Managing Complexity Can Improve Returns in Alternative Investments According to 2011 Greenwich Roundtable Paper
GREENWICH, Conn., Nov. 22, 2011 /PRNewswire/ -- The Greenwich Roundtable today released a white paper describing how investors can manage complexity of alternative investments to improve their returns.
The Greenwich Roundtable is a leading not-for-profit research and educational organization comprised largely of institutional investors overseeing collectively $2.2 trillion in assets.
The research paper focuses on understanding the many and varied risks involved in hedge funds and private equity, and describes the best practices and due diligence steps that investors need to pursue to manage those risks. The white paper also explores the complexity of volatility, leverage, and liquidity and how these factors together can compound risk.
"Complexity and volatility are the norm for investors, as today we seem to have a 100-year financial storm about every three years or so. As a result, returns for the decades ahead are almost assuredly going to look much different," said Steve McMenamin, executive director of The Greenwich Roundtable. "Those investors who can manage volatility and understand the complexity embedded in their portfolios will continue to be the long-term winners."
The major insights described in the white paper include:
- The cost of alternatives strategies is the complexity they add. The benefit is the ability to source returns from a broader spectrum of opportunities.
- Correlations matter, and they vary through time. Investors must try to understand the changing nature of relationships across their portfolios.
- Investors need to understand how each manager approaches leverage and evaluate the appropriateness of the amount and duration of that leverage.
- Liquidity is dynamic. It changes as markets change. This calls for ongoing due diligence and manager monitoring, including stress tests and projections with ample wiggle room.
"Each investor must decide whether it is adequately prepared to invest competently in alternative investments," said Rusty Olson, former director of pension investments for Eastman Kodak Company and editor of this year's research paper. "This paper is intended to help investors make that judgment knowledgeably."
This is the sixth in a series of white papers on Best Practices in Alternative Investments published by The Greenwich Roundtable. This new research paper reflects the thinking of a highly diverse group of contributors who have extensive investment experience. Co-chairmen of the education committee responsible for the research paper are Mark Silverstein, chief investment officer of Endurance Specialty Holdings Ltd., and Ed Barksdale, CEO of Federal Street Partners.

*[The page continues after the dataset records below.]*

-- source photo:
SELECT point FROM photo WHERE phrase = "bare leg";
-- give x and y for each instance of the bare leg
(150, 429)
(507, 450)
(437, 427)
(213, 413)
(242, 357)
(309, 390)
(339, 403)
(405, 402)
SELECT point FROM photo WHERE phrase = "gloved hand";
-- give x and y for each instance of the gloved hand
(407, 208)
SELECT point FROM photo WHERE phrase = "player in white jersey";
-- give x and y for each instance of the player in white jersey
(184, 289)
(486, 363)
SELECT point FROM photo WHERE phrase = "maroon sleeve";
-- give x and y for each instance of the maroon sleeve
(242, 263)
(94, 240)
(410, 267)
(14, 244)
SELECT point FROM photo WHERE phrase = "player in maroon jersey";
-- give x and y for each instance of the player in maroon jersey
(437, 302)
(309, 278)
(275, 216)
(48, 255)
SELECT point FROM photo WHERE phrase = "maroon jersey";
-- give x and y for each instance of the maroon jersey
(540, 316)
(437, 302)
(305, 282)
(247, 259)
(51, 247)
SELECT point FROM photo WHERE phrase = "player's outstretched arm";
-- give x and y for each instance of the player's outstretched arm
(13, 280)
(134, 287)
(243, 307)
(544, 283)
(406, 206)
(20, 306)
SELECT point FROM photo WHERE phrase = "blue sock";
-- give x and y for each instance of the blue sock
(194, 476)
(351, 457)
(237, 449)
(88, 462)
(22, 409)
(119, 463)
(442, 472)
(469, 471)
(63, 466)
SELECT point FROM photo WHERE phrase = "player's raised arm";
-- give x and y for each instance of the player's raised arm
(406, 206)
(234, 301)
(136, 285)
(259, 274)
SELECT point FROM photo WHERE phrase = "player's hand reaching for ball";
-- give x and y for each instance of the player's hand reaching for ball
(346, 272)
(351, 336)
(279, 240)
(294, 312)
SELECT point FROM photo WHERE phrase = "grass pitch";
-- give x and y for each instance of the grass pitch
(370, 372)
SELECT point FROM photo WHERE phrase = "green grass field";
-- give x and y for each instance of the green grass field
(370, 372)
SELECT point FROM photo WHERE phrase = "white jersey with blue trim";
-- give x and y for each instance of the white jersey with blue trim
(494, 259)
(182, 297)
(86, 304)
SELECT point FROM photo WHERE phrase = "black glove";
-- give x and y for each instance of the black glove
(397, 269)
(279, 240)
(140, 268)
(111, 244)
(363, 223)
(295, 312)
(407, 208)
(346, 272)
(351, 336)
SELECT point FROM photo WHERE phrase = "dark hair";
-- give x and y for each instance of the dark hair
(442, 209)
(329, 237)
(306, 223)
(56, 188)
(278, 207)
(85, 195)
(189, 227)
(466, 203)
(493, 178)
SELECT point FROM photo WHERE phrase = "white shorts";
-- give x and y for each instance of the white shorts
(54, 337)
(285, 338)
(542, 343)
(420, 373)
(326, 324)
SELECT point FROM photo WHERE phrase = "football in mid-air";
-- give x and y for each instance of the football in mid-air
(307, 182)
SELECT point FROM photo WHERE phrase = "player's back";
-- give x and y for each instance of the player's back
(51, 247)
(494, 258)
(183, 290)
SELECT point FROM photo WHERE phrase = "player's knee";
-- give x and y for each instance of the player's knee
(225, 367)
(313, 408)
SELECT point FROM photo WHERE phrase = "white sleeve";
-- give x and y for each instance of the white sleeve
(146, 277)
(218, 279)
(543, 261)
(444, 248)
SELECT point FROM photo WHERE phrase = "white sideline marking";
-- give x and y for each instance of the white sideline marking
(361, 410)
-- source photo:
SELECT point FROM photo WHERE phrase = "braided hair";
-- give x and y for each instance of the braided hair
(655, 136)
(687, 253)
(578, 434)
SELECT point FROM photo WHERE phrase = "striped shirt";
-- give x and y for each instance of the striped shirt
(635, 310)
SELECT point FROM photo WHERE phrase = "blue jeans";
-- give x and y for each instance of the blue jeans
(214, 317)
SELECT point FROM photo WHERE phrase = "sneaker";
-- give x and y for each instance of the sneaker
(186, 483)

The research paper is written for all investors – endowments, foundations, pension funds, sovereign wealth funds, funds of funds, and private individual investors.
Information about obtaining copies is available at www.greenwichroundtable.org.
Themes from the "Managing Complexities" White Paper
- The objective of any risk management measure is not to predict future events, but to understand the vulnerabilities that your current portfolio is exposed to.
- Leverage is not a proxy for risk. It either amplifies or dampens volatility.
- Many believed that diversification failed during the financial crisis. But the implementation of diversification failed, not diversification itself. In 2008 many investors ignored the potential severity of unexpected volatility compounded by leverage and reduced liquidity.
- Volatility is the beginning of complexity, even in the simplest portfolio.
- There is no single measure of volatility that doesn't have crucial caveats.
- Dealing with the long term in the face of volatility is emotionally, physically, and psychologically extremely hard.
- We need to accept volatility. We can't realistically expect to create portfolios that are not volatile. Let volatility work for you. Uncertainty creates periods of opportunity.
- We must expect the correlation of most assets to converge near one when many investors seek to reduce risk at the same time.
- Many investors trade too much, pay high fees, and time their investments poorly as they chase past returns.
- For asset allocation, some investors use efficient frontier algorithms, others use environmental scenario testing. In either case, the allocation is no better than the assumptions upon which it is based.
- "Investors need to understand that if they wish to outperform their peers, they must leave the comfort of the crowd," said Peter Bernstein, noted financial author. "Alpha means that you risk being wrong, being alone, and having much higher volatility. If you're not lonely, you're probably not a contrarian."